Slow download speeds compared to Statement Execution API
Context
I've been exploring different ways of getting large amounts of data (100GB+) out of Unity Catalog and into external ray clusters for distributed ml model training and while assessing databricks-sql-python, noticed the download speeds are significantly slower than using the statement execution API. In the actual external ray cluster, the difference is 10x, however I was able to also replicate this to a lesser extent in a databricks notebook.
Replication
The first two approaches both lead to a ~45MB/s download speed on an i3.4xlarge
Using databricks-sql-python directly
from databricks.sql import connect
with connect(
server_hostname="same-host",
http_path="same-http-path",
access_token="token",
use_cloud_fetch=True,
) as connection:
cursor = connection.cursor()
cursor.execute(
"SELECT * from foo.bar.baz"
)
print(cursor.fetchall_arrow())
Using databricks-sql-python + ray.data.read_sql
reference: https://docs.ray.io/en/latest/data/api/doc/ray.data.read_sql.html#ray.data.read_sql
from databricks.sql import connect
from ray.data import read_sql
import ray
ray.init(num_cpu=16)
def connection_factory():
return connect(
server_hostname="same-host",
http_path="same-http-path",
access_token="token"
use_cloud_fetch=True,
)
ray_dataset = read_sql(
sql="SELECT * from foo.bar.baz",
connection_factory=connection_factory,
override_num_blocks=1,
ray_remote_args={"num_cpus": 16},
)
print(f"Ray dataset count: {ray_dataset.count()}")

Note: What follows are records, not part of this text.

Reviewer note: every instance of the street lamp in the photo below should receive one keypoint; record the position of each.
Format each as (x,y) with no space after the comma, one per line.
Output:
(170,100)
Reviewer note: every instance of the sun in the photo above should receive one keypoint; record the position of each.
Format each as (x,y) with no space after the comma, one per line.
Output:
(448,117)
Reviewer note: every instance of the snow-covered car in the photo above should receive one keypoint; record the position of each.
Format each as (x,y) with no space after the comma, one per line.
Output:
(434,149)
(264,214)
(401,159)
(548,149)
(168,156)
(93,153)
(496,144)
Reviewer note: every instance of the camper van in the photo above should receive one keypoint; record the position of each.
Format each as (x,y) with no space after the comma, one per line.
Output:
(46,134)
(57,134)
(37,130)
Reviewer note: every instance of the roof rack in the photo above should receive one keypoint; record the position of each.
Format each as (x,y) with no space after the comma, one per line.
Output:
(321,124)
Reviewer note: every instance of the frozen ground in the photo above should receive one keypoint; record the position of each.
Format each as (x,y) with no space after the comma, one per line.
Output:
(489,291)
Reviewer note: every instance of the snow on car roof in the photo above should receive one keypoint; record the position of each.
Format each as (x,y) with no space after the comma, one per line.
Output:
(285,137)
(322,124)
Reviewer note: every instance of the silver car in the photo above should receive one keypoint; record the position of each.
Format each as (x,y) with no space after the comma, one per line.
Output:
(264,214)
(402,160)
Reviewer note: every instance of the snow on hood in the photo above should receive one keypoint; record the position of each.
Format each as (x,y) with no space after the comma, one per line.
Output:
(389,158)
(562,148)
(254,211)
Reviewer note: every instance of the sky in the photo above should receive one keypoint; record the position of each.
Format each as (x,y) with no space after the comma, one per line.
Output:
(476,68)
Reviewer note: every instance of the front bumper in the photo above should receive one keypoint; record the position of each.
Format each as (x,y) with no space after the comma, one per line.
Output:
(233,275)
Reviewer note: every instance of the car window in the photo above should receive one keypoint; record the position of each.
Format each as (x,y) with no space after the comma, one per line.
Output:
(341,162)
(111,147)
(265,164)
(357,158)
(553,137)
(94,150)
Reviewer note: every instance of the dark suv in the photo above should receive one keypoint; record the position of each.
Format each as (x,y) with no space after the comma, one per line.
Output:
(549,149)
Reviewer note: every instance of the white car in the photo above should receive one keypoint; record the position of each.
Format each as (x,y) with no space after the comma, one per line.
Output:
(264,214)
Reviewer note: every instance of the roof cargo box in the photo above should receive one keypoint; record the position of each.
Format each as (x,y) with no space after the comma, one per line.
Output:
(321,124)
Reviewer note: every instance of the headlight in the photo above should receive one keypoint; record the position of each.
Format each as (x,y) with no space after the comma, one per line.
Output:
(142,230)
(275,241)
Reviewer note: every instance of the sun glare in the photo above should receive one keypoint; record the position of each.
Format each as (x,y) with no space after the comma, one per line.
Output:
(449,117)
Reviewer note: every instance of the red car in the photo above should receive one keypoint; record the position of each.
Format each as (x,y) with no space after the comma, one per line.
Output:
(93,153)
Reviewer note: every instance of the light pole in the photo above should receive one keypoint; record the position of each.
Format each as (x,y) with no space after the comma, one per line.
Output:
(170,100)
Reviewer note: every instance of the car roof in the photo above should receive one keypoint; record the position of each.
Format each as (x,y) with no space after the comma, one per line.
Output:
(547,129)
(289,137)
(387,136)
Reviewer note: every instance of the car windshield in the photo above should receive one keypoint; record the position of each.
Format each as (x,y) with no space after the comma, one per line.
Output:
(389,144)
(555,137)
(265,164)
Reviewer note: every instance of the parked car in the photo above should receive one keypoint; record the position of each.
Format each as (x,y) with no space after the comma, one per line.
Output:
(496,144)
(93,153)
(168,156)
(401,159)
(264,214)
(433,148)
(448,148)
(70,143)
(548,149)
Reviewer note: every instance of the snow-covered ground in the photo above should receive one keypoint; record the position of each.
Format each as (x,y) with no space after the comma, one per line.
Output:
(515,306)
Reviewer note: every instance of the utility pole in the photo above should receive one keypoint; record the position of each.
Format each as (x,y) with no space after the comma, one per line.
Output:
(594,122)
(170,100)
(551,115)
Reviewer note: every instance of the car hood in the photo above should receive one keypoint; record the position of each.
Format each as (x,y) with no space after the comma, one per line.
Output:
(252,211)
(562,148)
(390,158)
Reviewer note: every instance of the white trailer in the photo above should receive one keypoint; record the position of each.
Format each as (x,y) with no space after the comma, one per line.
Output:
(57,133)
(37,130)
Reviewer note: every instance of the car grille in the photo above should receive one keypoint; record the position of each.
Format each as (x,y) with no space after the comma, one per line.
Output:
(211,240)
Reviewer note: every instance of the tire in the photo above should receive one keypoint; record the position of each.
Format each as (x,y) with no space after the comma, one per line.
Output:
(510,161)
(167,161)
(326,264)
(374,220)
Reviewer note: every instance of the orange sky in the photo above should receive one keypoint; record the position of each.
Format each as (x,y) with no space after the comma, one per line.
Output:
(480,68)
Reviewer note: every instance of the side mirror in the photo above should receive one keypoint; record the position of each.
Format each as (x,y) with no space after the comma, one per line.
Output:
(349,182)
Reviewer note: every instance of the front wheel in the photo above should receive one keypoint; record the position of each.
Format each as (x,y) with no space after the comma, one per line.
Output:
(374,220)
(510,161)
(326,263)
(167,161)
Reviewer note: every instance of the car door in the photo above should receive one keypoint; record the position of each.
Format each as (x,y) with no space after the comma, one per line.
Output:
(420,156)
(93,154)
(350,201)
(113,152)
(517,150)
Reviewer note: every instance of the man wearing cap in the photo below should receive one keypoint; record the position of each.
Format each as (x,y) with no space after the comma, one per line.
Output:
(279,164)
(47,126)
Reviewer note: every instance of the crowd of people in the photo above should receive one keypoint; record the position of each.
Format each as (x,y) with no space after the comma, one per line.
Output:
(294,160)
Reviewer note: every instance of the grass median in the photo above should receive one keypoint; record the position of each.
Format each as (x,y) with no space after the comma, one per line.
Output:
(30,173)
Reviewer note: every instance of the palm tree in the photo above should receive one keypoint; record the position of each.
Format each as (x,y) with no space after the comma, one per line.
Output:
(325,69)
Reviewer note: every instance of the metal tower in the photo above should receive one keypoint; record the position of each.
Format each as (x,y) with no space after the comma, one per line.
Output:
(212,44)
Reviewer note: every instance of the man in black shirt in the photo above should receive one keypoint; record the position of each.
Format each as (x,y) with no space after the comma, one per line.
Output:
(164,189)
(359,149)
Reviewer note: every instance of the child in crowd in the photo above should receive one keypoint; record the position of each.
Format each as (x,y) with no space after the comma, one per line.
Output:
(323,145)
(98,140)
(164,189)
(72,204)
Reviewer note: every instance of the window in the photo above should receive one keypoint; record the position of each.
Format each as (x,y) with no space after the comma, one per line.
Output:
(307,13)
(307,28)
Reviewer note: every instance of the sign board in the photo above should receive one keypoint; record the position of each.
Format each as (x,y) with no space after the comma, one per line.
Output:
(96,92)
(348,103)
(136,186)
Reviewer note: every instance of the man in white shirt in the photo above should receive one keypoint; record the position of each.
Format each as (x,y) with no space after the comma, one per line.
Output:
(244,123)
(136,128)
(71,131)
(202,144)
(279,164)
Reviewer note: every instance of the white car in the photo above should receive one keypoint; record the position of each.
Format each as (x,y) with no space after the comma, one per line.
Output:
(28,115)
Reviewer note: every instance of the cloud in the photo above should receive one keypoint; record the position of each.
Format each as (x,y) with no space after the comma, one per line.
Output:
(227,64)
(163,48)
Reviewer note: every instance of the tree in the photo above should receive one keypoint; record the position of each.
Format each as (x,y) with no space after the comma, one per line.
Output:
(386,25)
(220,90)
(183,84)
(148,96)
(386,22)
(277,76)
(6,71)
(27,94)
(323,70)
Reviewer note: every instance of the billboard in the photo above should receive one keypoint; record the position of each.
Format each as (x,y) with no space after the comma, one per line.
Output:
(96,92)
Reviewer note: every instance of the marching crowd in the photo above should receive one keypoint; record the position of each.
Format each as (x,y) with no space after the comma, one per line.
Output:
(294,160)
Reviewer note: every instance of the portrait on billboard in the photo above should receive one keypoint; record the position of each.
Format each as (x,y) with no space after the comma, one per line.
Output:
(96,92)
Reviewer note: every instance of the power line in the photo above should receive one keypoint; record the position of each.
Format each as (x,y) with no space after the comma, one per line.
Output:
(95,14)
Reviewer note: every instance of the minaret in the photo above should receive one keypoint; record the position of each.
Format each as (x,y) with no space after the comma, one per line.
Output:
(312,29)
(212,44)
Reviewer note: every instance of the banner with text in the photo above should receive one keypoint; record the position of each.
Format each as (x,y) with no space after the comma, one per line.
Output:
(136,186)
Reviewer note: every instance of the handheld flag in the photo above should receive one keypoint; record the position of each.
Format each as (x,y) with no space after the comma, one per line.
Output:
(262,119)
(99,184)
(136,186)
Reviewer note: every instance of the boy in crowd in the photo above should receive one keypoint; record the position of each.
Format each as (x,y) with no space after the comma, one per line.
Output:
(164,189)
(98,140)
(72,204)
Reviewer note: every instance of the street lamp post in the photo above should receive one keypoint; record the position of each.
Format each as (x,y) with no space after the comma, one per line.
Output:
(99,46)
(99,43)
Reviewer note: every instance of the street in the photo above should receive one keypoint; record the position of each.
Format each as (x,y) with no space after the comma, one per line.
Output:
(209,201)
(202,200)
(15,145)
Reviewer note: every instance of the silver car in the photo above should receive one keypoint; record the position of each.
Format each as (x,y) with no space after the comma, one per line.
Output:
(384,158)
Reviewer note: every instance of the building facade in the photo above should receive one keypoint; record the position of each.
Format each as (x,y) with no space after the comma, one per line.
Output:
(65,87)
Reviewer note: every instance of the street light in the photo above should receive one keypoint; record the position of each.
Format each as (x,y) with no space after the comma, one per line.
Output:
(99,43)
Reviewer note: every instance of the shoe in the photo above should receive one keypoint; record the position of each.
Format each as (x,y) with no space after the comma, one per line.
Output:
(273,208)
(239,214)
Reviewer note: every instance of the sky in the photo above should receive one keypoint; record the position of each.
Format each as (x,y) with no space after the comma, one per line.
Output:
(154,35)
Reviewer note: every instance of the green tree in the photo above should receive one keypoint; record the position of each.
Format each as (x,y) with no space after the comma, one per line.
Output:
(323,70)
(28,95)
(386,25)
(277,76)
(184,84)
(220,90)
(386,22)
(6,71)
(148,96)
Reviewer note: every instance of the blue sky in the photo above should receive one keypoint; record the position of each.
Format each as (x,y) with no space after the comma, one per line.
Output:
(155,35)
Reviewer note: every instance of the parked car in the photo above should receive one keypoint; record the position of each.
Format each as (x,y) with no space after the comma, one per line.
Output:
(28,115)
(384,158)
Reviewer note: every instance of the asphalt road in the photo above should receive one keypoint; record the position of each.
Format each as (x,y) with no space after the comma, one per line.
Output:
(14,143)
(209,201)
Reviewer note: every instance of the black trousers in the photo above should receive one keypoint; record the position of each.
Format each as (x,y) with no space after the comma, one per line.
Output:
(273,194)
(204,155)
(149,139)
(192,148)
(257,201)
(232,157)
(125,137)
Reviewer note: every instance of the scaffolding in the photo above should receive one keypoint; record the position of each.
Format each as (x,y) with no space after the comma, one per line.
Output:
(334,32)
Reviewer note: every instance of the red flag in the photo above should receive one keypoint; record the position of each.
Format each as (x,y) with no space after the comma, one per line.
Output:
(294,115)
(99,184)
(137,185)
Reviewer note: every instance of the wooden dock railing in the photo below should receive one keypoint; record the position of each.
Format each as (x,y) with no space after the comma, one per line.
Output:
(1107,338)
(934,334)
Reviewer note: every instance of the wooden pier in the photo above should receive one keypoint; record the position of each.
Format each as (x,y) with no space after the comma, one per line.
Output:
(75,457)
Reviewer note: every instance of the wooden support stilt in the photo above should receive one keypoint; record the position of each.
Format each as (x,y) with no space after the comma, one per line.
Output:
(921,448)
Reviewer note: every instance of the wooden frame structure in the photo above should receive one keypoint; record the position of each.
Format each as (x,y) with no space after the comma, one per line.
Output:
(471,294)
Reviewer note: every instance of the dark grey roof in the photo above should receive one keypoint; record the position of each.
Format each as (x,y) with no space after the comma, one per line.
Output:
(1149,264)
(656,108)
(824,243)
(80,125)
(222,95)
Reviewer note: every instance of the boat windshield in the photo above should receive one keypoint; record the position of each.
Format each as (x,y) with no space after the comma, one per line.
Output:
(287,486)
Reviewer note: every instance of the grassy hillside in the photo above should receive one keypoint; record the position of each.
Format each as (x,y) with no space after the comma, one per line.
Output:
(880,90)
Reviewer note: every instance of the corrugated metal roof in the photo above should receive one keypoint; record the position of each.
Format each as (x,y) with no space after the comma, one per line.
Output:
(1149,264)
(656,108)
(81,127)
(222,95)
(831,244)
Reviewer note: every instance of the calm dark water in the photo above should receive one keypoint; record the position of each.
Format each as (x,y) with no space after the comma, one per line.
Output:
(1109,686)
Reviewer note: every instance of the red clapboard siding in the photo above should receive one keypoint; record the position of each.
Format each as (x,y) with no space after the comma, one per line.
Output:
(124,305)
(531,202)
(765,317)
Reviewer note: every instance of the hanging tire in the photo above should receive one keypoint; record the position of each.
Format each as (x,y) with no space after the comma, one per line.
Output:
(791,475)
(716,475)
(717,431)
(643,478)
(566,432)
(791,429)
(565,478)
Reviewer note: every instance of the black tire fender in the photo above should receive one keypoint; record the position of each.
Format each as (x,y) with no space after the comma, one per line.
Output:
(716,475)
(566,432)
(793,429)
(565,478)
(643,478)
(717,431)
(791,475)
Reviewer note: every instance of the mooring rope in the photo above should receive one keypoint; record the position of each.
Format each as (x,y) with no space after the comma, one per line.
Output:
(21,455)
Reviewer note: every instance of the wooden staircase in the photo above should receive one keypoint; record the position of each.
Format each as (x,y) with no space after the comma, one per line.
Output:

However when I use ray.data.read_databricks_tables, I can reach download speeds of ~150MB/s on the same machine.
Using ray.data.read_databricks_tables
import os
import ray
from ray.data import read_databricks_tables
ray.init(num_cpus=16)
os.environ["DATABRICKS_TOKEN"] = "token"
os.environ["DATABRICKS_HOST"] = "same-host"
ray_dataset = read_databricks_tables(
warehouse_id="same-id-in-http-path-above",
catalog="foo",
schema="bar",
query="SELECT * from baz",
)
print(f"Ray dataset size: {ray_dataset.size_bytes()}")
print(f"Ray dataset count: {ray_dataset.count()}")
print(
f"Ray dataset summed: {ray_dataset.sum('some_column')}"
)
Potential Cause
I suspect this is because the statement execution api allows you to make separate parallel requests to retrieve different "chunks" of data vs how the sql connector adopts a cursor based approach where you can only retrieve data sequentially.
Ask
Are there any plans on supporting a similar chunking pattern for databricks-sql-python and in lieu of that, is there currently any way to reach download speed parity with the statement execution api?
databricks-sql-python is great because it does not have the 100GB limit of the statement execution api but the slow download speed is a major blocker for use in ml applications requiring the transfer of large data, which to be fair may not the use case that databricks-sql-python has been designed for.
I had this speed issue also, I asked on the databricks forum and they answer they gave me is "Retrieve your data in chuncks"
https://community.databricks.com/t5/data-engineering/slow-fetching-results-by-client-in-databricks-sql-calling-from/td-p/13362
I also had a Databricks Contact that told me that the SQL connector in python was not meant to retrieve large quantities of data.
What I did, is to use spark sql. You can follow this to set-up pyspark to databricks https://docs.databricks.com/aws/en/dev-tools/databricks-connect/python/ . Be carefull of the runtime you attribute your cluster and the package version of databricks-connect.
And once you made your spark_df = spark.sql("select * from xxx.xxxx), you store it as parket file somewhere (dbfs, S3/ADLS Gen2) and then you download the folder containing all the parquet files. Finally you can use pandas to read the data as parquet from the folder.
All theses extra steps, make process faster for downloading large amount of data.